PURPOSE: Almost 50,000 mitral valve operations are performed annually in the United States, with an increasing number of repairs. Recently, a percutaneous mitral valve repair option that achieves edge-to-edge approximation with a clip has been described in patients with mitral regurgitation.

DESCRIPTION: We describe 6 patients from three centers with mitral regurgitation after percutaneous repair who underwent reintervention. During open surgical revision, the clips were uneventfully removed in all patients with no limitation in surgical options. Five patients underwent repair and 1 underwent replacement.

EVALUATION: After surgical revision, mitral regurgitation was significantly decreased, and all but 1 patient underwent uneventful recovery. One patient developed ilio-femoral deep venous thrombosis that was treated successfully with anticoagulation.

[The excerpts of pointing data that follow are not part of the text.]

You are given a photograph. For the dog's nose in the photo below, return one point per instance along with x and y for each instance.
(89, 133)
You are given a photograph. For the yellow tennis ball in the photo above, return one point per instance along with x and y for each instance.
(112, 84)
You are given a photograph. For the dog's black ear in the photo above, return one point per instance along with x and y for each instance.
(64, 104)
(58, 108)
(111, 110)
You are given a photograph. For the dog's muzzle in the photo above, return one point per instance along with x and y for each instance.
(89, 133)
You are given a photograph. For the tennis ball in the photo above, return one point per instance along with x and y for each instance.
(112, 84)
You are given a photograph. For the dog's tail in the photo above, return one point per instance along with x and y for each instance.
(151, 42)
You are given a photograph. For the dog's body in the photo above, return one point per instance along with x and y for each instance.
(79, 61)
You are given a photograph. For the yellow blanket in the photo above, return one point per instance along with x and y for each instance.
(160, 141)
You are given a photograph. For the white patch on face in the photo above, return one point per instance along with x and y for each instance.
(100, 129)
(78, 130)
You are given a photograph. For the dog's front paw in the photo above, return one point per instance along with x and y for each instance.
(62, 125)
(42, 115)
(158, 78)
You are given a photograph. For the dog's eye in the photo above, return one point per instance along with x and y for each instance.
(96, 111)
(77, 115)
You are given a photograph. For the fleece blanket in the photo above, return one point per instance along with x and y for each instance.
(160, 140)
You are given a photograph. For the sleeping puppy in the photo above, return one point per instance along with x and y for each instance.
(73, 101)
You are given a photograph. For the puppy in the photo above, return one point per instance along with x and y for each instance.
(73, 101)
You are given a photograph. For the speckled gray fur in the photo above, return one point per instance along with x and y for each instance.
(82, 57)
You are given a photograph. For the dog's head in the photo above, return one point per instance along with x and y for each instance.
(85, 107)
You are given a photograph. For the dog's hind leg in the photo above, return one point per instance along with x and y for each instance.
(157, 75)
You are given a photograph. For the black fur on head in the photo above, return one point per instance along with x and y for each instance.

CONCLUSIONS: Preserving standard of care options is critical with any evolving technology in the event of initial treatment failure. Standard surgical options were preserved in all of the patients who underwent percutaneous mitral valve edge-to-edge repair. Furthermore, a thorough understanding of the clip design, in particular its unlocking mechanism, is essential and facilitates surgical clip removal.